Eloge posthume du ver de terre

La télé nous montre un homme tenant dans ses mains une grosse motte de terre qui, sous la pression de ses doigts, perd toute consistance et se transforme vite en un tas de cendre. « Cette terre n’est plus travaillée », explique l’homme. Son constat ne vise pas le paysan qui continue de la cultiver pour récolter des céréales ou des légumes, mais les vers de terre. Ceux-ci ont disparu, éradiqués avec les mauvaises herbes par les produits chimiques.

Lorsque les désherbants à haute dose ont fait leur apparition, personne n’a pensé aux vers de terre. Il faut admettre que le lombric avait peu d’atouts. Laid, il est associé symboliquement à la mort, à la décomposition de la matière organique. Le mépris dont il fut alors l’objet est d’une époque – c’était hier – où le regard des hommes sur la nature en général et le règne animal en particulier témoignait à la fois d’une très grande myopie et d’une insupportable présomption.

Leur sentiment de toute puissance ne laissait pas de place pour la prise en compte du rôle joué par le lombric dans le travail de la terre. Ce dernier n’a pas fait le poids devant le prestige de la chimie. Celle-ci s’est vue attribuer un rôle décisif pour l’augmentation du rendement des sols. L’expérience a été concluante : ces derniers sont entrés dans une  phase d’épuisement peut-être irréversible.

Les hommes peuvent contribuer à la fertilisation de la terre à condition de respecter les processus complexes qui font de celle-ci une matière vivante. Le lombric, véritable travailleur des profondeurs, la malaxe en permanence, l’aère, met ses différentes couches en communication les unes avec les autres et avec l’environnement extérieur.

Les malheurs du lombric s’inscrivent dans l’effondrement de la biodiversité et l’extinction de certaines espèces. N’en déplaise à Donald Trump, le lien entre ce phénomène et les activités humaines a été scientifiquement établi. Que le ver de terre compte désormais parmi ses victimes renforce le caractère symbolique que Pier Paolo Pasolini avait donné à la Disparition des lucioles, titre d’un de ses textes du début des années soixante, dans lequel il annonçait nos malheurs présents. Entre le ciel et la terre se trouve l’homme qui, lui aussi, leur paie un tribut de plus en plus lourd : 7 millions de morts dans le monde chaque année du fait de la pollution de l’air, vient d’annoncer l’OMS.

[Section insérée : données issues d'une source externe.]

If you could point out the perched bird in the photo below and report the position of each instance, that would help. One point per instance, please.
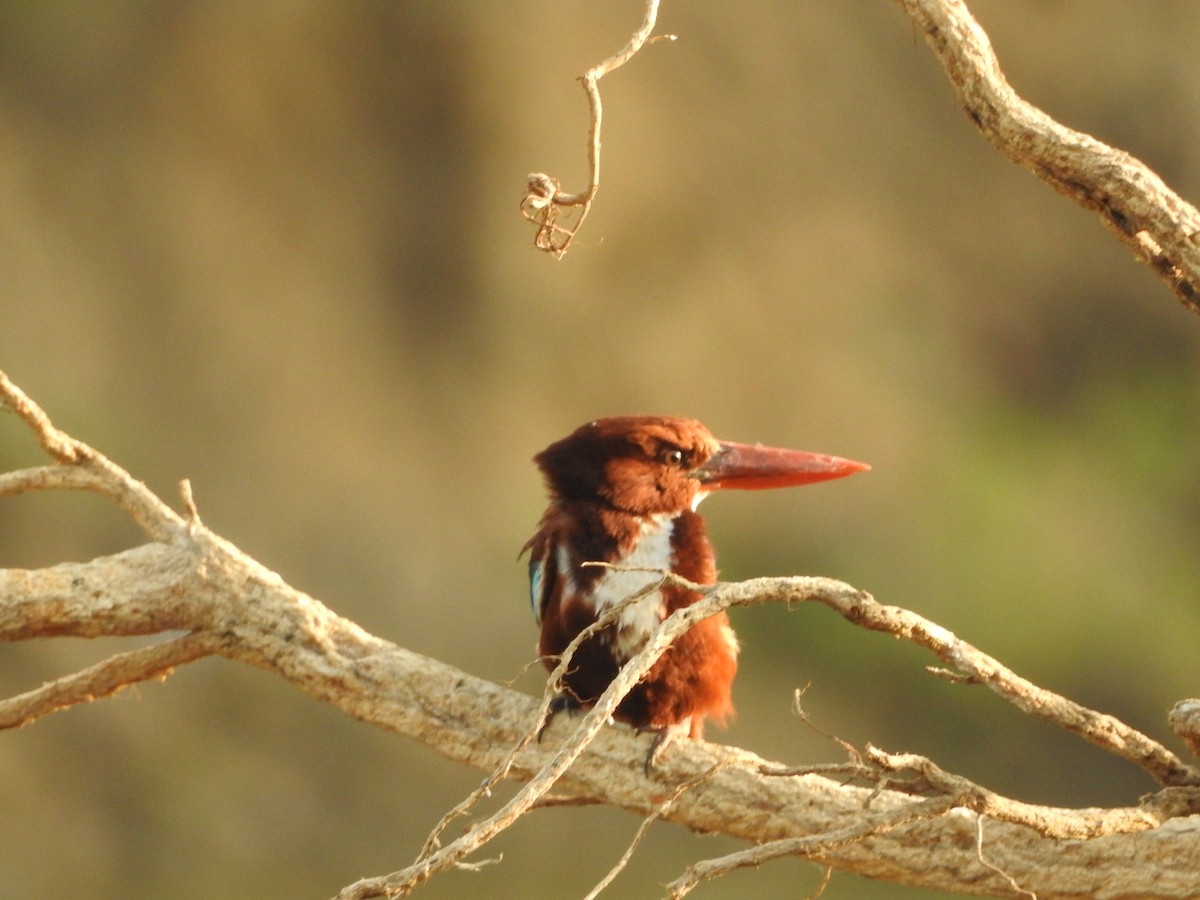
(624, 491)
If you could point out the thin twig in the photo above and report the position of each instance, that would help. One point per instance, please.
(106, 678)
(83, 468)
(659, 811)
(988, 864)
(544, 199)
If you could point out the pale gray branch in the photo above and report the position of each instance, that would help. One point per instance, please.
(1158, 226)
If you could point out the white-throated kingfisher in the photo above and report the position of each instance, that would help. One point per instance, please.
(624, 491)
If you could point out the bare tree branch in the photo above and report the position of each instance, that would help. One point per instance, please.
(1158, 226)
(544, 199)
(898, 827)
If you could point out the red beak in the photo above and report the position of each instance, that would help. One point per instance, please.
(754, 466)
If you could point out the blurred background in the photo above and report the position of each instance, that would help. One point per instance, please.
(276, 249)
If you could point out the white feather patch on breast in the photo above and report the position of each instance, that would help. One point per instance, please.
(640, 618)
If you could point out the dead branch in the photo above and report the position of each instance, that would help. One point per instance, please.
(545, 201)
(1158, 226)
(190, 580)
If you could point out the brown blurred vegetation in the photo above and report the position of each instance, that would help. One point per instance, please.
(275, 247)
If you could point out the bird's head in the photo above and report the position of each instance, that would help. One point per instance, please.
(647, 465)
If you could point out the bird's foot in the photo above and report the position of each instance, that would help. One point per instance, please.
(664, 736)
(563, 702)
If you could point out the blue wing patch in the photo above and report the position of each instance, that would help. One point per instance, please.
(537, 571)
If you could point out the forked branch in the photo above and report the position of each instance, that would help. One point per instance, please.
(545, 201)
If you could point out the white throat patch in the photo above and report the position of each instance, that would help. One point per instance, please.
(640, 618)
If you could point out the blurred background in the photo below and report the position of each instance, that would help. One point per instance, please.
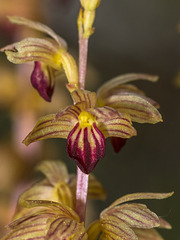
(130, 37)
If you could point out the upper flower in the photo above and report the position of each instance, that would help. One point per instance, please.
(85, 126)
(50, 57)
(127, 98)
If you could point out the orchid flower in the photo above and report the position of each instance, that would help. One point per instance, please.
(50, 221)
(85, 126)
(127, 98)
(50, 56)
(129, 220)
(58, 186)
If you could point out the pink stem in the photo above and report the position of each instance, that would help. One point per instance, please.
(82, 178)
(81, 194)
(83, 51)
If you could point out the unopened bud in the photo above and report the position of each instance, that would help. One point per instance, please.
(90, 5)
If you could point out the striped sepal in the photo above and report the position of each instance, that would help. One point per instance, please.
(49, 127)
(137, 196)
(134, 215)
(113, 124)
(39, 27)
(84, 96)
(115, 83)
(116, 230)
(29, 227)
(32, 49)
(94, 230)
(61, 228)
(137, 106)
(147, 234)
(86, 146)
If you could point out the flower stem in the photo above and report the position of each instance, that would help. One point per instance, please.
(83, 51)
(82, 178)
(81, 194)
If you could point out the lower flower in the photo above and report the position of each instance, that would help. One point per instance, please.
(85, 126)
(132, 221)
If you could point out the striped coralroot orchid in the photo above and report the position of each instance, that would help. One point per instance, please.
(50, 57)
(50, 221)
(58, 186)
(127, 98)
(85, 126)
(129, 221)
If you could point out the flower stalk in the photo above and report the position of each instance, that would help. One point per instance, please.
(81, 194)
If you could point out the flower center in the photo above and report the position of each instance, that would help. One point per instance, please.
(86, 119)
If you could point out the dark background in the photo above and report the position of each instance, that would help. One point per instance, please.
(134, 36)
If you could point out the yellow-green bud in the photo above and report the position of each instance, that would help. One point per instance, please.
(90, 5)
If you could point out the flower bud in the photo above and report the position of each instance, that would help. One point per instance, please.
(90, 5)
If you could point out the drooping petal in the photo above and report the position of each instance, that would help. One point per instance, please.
(42, 80)
(139, 109)
(86, 146)
(49, 127)
(33, 49)
(116, 82)
(94, 230)
(60, 228)
(137, 196)
(147, 234)
(118, 230)
(57, 208)
(55, 171)
(112, 124)
(40, 27)
(84, 96)
(29, 227)
(164, 224)
(134, 215)
(118, 143)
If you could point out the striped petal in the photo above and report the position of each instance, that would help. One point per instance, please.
(134, 215)
(112, 124)
(147, 234)
(116, 230)
(55, 171)
(30, 227)
(84, 96)
(86, 146)
(137, 196)
(50, 127)
(116, 83)
(33, 49)
(57, 208)
(42, 80)
(94, 230)
(39, 27)
(139, 109)
(60, 228)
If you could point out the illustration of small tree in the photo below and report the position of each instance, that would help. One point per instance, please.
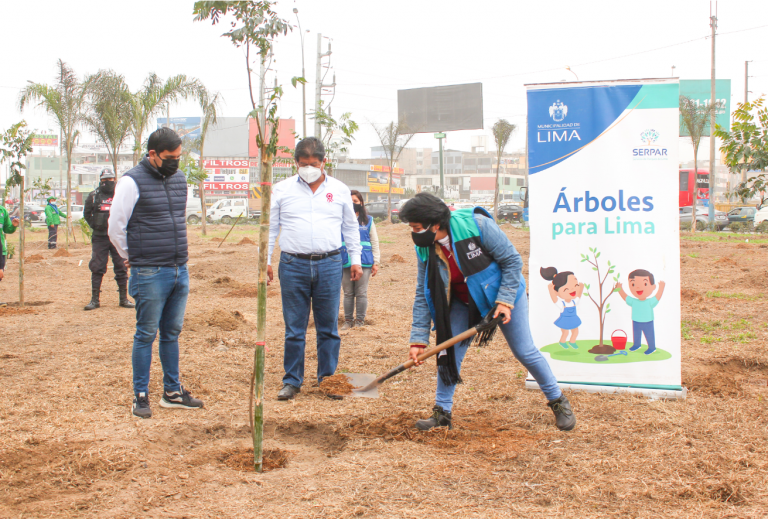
(603, 307)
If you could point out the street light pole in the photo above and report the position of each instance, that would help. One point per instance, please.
(303, 75)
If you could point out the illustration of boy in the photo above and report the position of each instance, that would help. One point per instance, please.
(642, 285)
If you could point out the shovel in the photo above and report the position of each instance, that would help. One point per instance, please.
(484, 330)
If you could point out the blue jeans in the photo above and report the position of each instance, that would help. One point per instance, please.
(160, 294)
(638, 329)
(304, 283)
(518, 335)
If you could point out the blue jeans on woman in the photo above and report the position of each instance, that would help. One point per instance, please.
(304, 283)
(160, 294)
(517, 332)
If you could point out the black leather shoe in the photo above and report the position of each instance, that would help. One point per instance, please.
(439, 418)
(288, 392)
(564, 418)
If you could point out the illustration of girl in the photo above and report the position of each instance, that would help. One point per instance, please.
(565, 291)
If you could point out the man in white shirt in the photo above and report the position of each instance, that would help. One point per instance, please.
(310, 211)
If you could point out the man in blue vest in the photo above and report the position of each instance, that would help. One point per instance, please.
(147, 225)
(466, 266)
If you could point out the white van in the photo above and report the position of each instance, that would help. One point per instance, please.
(228, 210)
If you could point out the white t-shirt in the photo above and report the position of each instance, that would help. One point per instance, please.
(562, 304)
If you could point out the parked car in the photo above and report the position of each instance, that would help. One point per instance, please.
(702, 217)
(510, 212)
(742, 214)
(379, 210)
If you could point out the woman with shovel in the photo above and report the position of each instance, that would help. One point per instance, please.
(466, 266)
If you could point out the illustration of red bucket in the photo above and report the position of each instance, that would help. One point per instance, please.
(619, 342)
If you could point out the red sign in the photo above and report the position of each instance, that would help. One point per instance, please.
(226, 186)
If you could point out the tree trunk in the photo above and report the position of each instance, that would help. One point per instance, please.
(695, 187)
(261, 313)
(21, 245)
(496, 190)
(202, 189)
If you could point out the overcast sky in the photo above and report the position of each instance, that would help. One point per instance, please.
(380, 47)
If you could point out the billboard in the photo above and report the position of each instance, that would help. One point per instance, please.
(605, 249)
(441, 109)
(700, 92)
(39, 140)
(378, 180)
(186, 127)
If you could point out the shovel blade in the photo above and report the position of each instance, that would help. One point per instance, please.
(362, 380)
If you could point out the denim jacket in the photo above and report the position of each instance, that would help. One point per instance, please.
(501, 250)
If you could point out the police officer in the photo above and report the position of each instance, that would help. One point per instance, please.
(96, 213)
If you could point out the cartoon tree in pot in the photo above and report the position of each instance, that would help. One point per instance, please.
(603, 307)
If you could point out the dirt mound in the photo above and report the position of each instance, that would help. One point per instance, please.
(725, 261)
(248, 291)
(226, 281)
(242, 459)
(6, 311)
(227, 321)
(484, 433)
(686, 294)
(336, 385)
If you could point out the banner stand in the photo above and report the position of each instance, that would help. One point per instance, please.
(652, 393)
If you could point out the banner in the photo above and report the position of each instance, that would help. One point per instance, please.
(604, 278)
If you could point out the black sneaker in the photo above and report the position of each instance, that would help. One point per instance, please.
(564, 418)
(180, 400)
(288, 392)
(439, 418)
(141, 406)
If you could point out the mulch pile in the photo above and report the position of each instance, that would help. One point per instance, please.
(242, 459)
(336, 385)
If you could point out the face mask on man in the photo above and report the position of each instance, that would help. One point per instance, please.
(309, 173)
(423, 238)
(168, 166)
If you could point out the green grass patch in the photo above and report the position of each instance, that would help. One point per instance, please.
(734, 295)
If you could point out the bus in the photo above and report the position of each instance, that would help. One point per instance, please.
(687, 187)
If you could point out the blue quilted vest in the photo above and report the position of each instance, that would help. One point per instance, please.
(157, 229)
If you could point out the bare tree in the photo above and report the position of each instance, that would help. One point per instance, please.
(393, 137)
(502, 131)
(694, 119)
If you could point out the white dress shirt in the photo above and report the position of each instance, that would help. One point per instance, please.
(313, 222)
(126, 196)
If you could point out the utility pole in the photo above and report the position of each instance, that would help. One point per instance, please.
(713, 116)
(319, 84)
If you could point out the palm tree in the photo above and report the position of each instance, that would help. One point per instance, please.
(110, 111)
(151, 99)
(210, 104)
(67, 102)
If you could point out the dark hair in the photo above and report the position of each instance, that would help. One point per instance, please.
(362, 217)
(426, 209)
(164, 139)
(309, 147)
(558, 279)
(640, 273)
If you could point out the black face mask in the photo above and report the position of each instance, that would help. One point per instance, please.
(168, 167)
(424, 238)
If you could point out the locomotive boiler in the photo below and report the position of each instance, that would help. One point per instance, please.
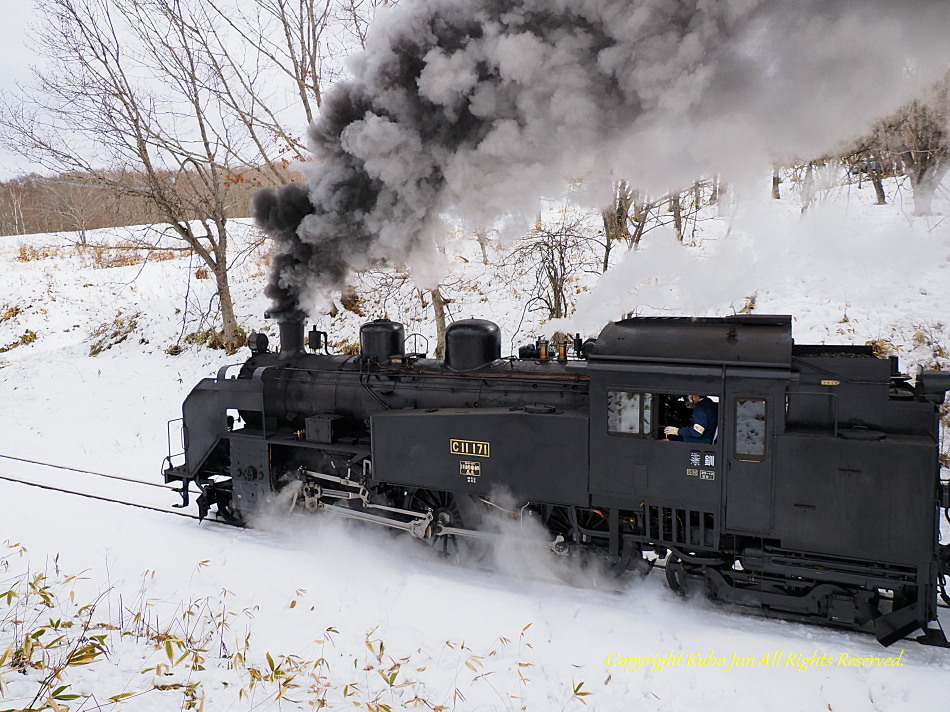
(817, 497)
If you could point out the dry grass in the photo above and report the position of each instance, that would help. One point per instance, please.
(28, 338)
(29, 253)
(9, 312)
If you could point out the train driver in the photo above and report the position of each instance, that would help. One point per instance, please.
(702, 427)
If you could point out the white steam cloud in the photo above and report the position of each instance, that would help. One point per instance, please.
(474, 108)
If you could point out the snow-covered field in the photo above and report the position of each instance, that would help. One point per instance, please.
(302, 614)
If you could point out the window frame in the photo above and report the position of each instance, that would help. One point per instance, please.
(642, 434)
(746, 456)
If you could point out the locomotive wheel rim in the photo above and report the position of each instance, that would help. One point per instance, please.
(677, 575)
(445, 512)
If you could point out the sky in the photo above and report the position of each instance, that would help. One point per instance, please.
(15, 60)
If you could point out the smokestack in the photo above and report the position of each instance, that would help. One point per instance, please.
(291, 325)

Comme je redoute de pécher par top de pessimisme – une façon inconsciente d’alléger le regret de devoir quitter ce monde – je cède volontiers à quelqu’un dont la voix porte infiniment plus que la mienne, le soin de dire la gravité et l’urgence de la situation : « Imaginez. Vous vous réveillez et quelque chose a changé. Vous n’entendez plus le chant des oiseaux. Vous regardez par la fenêtre : les paysages que vous avez jadis chéris sont désormais desséchés et toute vie en a disparu. L’air et l’eau, tout ce que vous respirez et qui permet la vie, est altéré. Ce n’est pas un cauchemar et encore moins une illusion. Vous le savez. Vous le savez parce que nous en constatons les premiers effets. Le temps du déni est révolu. Nous ne sommes pas seulement en train de perdre la bataille contre le changement climatique, nous sommes en train de perdre notre bataille contre l’effondrement de la biodiversité. »

Oui, vous avez deviné. Ces mots sont ceux du Président de la République. Il s’exprimait ainsi – en anglais – dans une vidéo postée le 24 mars dernier sur son compte Twitter et à laquelle les « grands » médias n’ont que très peu fait écho. E. Macron est lucide, mais inconséquent. En effet, si la catastrophe est, comme il le dit, à nos portes, la priorité n’est pas de grappiller quelques dixièmes supplémentaires de taux de croissance, mais de prendre à bras le corps le nécessaire changement de nos modes de production et de consommation.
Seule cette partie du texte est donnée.